Hit key targets to ensure health care for all
The country’s health sector is now being misled which needs to be realigned by focusing on health education as well as health management
It is time that a strong emphasis was laid on achieving some key targets of universal health coverage within the next 10 years.
Long- and short-term targets have to be fixed and work needs to be done accordingly to achieve the goal, and if it is done, only then the country's health sector would rise to the standard of a developed country.
The motto of the health sector should be that everyone in the country gets free treatment for cancer, heart disease, diabetes and hypertension in the foreseeable future.
The country's health sector is now being misled which needs to be realigned by focusing on health education as well as health management.
The current decline in medical education will have a negative impact after half a century. There are more than a hundred public and private medical colleges in the country, but most of them do not have basic science teachers.

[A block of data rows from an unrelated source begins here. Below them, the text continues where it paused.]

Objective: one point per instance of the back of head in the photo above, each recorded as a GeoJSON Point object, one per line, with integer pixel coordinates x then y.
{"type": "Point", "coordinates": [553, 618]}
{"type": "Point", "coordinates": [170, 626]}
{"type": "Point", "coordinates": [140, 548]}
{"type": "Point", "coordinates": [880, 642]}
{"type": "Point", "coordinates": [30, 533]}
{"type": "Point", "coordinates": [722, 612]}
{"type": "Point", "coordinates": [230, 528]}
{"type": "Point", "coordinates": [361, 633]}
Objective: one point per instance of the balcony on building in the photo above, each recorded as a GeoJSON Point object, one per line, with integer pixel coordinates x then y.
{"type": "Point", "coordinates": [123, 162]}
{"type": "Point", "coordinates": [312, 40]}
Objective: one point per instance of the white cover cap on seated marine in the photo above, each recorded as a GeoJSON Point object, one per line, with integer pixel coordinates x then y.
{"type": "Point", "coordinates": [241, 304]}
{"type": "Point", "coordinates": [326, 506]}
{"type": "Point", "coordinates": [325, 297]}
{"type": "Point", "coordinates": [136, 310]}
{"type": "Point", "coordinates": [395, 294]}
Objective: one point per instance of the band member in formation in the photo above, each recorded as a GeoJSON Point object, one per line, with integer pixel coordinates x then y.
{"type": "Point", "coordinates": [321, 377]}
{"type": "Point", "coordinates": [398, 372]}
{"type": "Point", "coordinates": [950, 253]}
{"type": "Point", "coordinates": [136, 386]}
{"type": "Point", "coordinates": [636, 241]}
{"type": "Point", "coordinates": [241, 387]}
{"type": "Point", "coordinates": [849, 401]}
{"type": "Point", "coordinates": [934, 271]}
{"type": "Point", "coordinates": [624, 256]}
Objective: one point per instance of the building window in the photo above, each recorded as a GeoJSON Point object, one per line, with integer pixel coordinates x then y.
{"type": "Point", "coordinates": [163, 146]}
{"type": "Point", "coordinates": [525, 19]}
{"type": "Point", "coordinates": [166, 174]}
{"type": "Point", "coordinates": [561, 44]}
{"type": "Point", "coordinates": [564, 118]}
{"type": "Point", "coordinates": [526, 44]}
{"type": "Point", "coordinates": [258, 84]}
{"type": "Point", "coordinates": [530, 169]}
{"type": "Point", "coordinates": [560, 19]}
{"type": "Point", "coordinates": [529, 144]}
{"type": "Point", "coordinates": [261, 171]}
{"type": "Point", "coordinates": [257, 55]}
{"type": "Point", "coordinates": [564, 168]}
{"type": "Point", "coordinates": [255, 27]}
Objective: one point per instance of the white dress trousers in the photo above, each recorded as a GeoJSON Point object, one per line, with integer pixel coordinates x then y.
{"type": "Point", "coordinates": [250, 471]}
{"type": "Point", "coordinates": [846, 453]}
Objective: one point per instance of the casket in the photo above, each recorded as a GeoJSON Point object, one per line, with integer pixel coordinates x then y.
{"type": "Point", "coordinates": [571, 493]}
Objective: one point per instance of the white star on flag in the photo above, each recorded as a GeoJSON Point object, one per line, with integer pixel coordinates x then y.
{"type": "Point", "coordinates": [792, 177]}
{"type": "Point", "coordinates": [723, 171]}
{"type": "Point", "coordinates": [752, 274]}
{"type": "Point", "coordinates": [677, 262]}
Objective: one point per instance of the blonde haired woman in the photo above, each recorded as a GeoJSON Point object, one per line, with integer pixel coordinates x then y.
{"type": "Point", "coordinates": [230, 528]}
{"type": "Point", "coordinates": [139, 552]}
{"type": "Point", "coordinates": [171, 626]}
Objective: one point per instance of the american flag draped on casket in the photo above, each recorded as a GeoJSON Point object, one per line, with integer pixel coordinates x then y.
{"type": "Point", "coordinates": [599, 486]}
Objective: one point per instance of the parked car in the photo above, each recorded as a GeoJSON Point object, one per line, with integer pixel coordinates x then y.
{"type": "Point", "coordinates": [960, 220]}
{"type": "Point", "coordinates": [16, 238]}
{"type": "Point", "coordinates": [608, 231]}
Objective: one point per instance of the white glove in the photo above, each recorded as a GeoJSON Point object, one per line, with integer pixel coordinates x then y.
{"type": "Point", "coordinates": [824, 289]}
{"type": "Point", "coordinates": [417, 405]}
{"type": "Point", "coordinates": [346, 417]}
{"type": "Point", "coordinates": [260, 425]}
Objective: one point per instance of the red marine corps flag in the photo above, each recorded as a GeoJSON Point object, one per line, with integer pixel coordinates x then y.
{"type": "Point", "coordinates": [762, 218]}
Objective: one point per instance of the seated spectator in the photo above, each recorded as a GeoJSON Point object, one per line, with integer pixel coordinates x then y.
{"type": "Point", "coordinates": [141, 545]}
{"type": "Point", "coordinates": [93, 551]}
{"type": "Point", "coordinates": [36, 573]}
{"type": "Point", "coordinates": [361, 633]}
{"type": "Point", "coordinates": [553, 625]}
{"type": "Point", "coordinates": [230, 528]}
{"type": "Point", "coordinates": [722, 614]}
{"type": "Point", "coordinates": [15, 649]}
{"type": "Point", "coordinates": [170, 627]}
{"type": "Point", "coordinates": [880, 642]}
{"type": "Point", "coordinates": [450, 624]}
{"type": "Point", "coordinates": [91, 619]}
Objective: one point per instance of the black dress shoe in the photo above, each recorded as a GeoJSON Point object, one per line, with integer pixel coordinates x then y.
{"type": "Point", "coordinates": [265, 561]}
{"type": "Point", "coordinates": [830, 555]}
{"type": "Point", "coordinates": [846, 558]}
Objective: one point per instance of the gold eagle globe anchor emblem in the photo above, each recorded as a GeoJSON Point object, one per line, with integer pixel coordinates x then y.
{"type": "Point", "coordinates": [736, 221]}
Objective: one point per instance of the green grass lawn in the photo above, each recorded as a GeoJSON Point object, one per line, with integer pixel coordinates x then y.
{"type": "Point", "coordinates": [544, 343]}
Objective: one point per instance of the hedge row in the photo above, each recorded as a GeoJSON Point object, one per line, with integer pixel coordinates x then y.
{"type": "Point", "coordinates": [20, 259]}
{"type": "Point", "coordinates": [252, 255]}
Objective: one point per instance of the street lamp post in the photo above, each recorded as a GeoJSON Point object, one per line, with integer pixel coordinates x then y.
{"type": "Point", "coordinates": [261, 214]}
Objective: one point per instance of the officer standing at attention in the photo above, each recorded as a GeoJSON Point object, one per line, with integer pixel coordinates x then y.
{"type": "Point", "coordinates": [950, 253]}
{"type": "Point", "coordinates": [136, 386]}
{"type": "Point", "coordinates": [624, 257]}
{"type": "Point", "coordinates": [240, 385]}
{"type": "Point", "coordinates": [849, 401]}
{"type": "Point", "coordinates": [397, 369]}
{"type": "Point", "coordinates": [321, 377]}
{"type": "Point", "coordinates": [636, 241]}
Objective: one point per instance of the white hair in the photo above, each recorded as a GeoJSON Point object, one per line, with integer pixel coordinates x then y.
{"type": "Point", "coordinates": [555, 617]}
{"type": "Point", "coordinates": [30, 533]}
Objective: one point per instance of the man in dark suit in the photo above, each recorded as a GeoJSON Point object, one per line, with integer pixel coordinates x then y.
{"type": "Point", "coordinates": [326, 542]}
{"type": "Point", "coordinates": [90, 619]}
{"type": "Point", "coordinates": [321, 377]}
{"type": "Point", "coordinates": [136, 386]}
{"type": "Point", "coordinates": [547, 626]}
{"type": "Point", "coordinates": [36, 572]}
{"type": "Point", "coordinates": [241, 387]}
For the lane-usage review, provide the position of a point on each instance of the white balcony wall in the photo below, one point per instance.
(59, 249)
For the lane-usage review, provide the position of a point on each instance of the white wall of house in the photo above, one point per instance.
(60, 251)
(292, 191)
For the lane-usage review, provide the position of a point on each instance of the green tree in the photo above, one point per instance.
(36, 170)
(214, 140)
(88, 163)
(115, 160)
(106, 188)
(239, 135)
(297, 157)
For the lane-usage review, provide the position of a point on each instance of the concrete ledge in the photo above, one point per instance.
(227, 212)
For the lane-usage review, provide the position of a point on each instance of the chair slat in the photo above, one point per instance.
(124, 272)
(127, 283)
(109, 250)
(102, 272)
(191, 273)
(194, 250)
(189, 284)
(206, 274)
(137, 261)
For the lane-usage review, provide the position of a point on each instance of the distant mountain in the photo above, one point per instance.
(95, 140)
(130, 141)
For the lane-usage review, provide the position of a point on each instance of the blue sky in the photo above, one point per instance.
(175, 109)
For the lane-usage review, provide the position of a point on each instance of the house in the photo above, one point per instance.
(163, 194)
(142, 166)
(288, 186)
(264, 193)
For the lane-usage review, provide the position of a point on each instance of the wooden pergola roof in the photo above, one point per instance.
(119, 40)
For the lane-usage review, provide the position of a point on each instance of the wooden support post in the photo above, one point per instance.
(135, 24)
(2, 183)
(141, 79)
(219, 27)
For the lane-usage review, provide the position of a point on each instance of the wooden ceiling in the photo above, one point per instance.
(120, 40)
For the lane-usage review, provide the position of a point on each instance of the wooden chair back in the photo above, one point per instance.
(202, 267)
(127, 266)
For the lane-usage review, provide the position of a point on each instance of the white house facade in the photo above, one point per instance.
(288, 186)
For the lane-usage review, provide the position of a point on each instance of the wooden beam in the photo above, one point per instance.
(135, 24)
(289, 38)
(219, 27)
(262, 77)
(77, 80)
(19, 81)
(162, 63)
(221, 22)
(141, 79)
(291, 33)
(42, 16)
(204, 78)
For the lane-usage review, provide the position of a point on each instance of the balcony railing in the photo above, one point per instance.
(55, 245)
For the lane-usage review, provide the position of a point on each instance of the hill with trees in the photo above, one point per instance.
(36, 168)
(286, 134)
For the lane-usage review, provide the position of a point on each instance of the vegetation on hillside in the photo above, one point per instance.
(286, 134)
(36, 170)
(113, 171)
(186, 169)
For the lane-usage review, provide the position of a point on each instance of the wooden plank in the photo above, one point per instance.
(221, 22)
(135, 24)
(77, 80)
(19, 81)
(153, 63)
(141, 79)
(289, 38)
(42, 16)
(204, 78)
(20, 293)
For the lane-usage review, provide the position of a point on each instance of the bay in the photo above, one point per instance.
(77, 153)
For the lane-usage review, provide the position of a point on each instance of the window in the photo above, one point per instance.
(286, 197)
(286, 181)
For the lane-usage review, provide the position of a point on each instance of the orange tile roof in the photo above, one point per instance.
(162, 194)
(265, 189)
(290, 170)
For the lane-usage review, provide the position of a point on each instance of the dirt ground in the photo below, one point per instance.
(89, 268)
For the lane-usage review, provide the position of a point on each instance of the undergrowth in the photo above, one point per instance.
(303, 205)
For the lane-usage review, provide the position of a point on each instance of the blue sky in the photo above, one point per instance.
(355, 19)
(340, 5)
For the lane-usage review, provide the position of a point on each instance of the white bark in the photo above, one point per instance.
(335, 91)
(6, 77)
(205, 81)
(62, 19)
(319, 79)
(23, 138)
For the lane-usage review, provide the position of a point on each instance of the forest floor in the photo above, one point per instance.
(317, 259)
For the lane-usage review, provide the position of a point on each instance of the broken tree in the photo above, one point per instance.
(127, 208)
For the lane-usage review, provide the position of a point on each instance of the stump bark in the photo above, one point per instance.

Students are passing out of medical institutions without learning basic subjects such as anatomy and physiology well. Medical colleges are running out of the few qualified teachers that they have. Therefore, recruiting teachers for basic subjects are necessary to improve the quality of medical students.
When it comes to treating patients, it should be remembered that treatment is not just a professional skill but a combination of many qualities.
Doctors must have good communication skills to diagnose diseases, and thereby prevent them, but today's physicians do not give their patient enough time. Medical profession should be people-oriented, not trade-oriented.
Mismanagement in the health sector has come to the fore during the corona period. Specialised training on health management has to be given to upazila health officers, civil surgeons, director general and secretary to the health department.
If the country wants to make cataract blindness or cardiac stent free for all by 2030, it is time to kick-start now. Ensuring wellbeing for all is also a part of the Sustainable Development Goals signed by Bangladesh.
In order to build a better Bangladesh, there is no alternative to increasing investment in the health sector which needs to be spent wisely.
Prof Be-Nazir Ahmed, former director, Communicable Disease Control at the Directorate of Health.